News Feature | October 17, 2016

Organizations Need To Future-Proof Their PKI Driven By Cloud Adoption And IoT

Christine Kern

By Christine Kern, contributing writer

The biggest PKI challenge is the inability of existing infrastructure to support new applications.

Enterprises are facing a new and evolving set of challenges and requirements that are driving changes to their core public key infrastructure (PKI). The biggest PKI challenge for organizations is the inability of existing infrastructure to support new applications, according to the results of the 2016 PKI Global Trends Study sponsored by critical information systems, cyber security, and data protection provider Thales.

The report, based on independent research by the Ponemon Institute, reveals an increased reliance on public key infrastructures (PKIs) in today’s enterprise environment, driven by the growing use of cloud-based services and applications and the Internet of Things (IoT).

Other top challenges enterprises face to enable applications to use PKI include the inability to change legacy apps (56 percent); insufficient skills (42 percent); insufficient resources (41 percent); too much change or uncertainty (40 percent); and no pre-existing PKI (37 percent).

As study authors write, “Current approaches to PKI are fragmented and do not always incorporate best practices, indicating a need for many organizations to apply increased effort to securing their PKI as an important part of creating a foundation of trust.”

“An increasing number of today’s enterprise applications are in need of digital certificate issuance services — and many PKIs are not equipped to support them. A PKI needs a strong root of trust to be fit for purpose if it is to support the growing dependency and business criticality of its services,” explained John Grimm, senior director security strategy, Thales e-Security. “By securing the process of issuing certificates and managing signing keys in an HSM, organizations can greatly reduce the risk of their loss or theft, thereby creating a high assurance foundation for digital security.”

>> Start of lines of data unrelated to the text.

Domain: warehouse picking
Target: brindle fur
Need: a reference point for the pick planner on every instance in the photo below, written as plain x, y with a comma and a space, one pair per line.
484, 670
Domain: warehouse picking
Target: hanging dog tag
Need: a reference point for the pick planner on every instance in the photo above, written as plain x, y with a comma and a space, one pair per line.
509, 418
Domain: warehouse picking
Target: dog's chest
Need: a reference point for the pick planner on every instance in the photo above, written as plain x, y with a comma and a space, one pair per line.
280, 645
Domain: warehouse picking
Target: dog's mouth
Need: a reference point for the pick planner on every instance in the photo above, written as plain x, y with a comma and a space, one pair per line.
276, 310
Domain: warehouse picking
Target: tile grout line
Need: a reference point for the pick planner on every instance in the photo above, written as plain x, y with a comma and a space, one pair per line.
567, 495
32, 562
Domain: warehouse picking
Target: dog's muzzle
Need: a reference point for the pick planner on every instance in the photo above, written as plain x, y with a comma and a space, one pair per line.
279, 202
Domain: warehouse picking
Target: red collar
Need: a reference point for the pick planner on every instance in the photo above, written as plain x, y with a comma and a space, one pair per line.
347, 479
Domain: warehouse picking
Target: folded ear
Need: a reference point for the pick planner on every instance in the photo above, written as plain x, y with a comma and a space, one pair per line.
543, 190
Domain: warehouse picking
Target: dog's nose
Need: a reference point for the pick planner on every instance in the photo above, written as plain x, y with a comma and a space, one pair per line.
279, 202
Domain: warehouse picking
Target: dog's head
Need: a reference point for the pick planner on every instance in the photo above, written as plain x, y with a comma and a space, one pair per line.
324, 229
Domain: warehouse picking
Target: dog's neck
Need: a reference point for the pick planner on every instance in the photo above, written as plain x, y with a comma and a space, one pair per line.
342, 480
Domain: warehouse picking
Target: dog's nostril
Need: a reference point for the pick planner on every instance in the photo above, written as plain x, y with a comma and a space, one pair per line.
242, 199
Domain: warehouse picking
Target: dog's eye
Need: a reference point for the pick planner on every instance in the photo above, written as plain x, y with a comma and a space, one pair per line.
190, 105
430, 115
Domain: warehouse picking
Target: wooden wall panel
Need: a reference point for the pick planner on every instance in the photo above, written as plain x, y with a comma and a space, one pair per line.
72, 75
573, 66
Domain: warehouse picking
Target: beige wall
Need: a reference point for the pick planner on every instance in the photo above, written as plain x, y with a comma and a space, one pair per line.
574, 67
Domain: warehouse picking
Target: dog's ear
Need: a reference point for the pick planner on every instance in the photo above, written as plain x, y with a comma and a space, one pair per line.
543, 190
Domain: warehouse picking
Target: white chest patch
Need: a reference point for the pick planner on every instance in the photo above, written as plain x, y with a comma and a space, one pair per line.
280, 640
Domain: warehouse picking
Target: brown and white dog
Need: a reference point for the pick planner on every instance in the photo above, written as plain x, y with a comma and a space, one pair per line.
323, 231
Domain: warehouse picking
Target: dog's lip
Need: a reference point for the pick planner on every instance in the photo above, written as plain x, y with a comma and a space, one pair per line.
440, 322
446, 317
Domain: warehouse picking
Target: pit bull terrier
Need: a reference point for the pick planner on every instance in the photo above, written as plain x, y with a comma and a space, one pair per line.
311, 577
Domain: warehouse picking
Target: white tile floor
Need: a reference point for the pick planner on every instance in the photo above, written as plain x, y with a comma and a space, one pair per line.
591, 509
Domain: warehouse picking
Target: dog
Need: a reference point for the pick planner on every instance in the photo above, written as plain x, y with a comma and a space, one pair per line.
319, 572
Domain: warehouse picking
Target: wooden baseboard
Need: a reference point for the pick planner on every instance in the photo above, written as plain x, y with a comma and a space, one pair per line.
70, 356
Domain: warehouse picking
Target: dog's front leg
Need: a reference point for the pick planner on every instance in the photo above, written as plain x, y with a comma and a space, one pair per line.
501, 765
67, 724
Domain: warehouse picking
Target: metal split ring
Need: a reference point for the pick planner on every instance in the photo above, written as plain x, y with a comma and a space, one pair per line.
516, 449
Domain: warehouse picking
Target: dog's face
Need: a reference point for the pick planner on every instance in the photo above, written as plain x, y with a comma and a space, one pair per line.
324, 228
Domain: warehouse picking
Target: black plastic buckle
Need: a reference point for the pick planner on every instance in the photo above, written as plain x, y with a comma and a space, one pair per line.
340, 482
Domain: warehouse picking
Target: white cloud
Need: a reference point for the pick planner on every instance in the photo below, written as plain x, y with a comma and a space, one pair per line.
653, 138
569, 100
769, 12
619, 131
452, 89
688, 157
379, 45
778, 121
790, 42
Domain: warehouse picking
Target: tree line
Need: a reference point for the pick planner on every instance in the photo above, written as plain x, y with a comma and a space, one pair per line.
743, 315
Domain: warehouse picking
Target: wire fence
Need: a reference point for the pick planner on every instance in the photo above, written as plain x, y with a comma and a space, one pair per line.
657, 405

Among the study’s findings:

  • PKIs are increasingly used to support more and more applications, averaging eight different applications within a business.
  • 62 percent of businesses regard cloud-based services as the most important trend driving the deployment of applications using PKI and over a quarter (28 percent) say IoT will drive this deployment.
  • 58 percent of respondents say that the most significant challenge organizations face around PKI is the inability of their existing PKIs to support new applications.
  • In a troubling trend, a large percentage of respondents continue to report that they have no certificate revocation techniques.
  • The use of high assurance mechanisms such as hardware security modules (HSMs) to secure PKI has increased.
  • The top places where HSMs are deployed to secure PKIs are for the most critical root and issuing certificate authority (CA) private keys (CAs) together with offline and online root certificate authorities.
  • Industry compliance requirements impact PKI choices, with companies in industries with substantial regulatory requirements, including financial services and healthcare, being much more likely to choose internal CA as their primary PKI deployment method.

According to Dr. Larry Ponemon, chairman and founder of The Ponemon Institute, “Digital transformation sees enterprises increasingly rely on cloud-based services and applications as well as an explosion in connected devices that is the IoT. This rapidly escalating burden of data sharing and device authentication is set to pile an unprecedented level of pressure onto existing PKIs, which now are considered part of the core IT backbone, resulting in a huge challenge for security professionals to create trusted environments. In short, as organizations continue to move to the cloud it is hugely important that PKIs are future proofed — sooner rather than later.”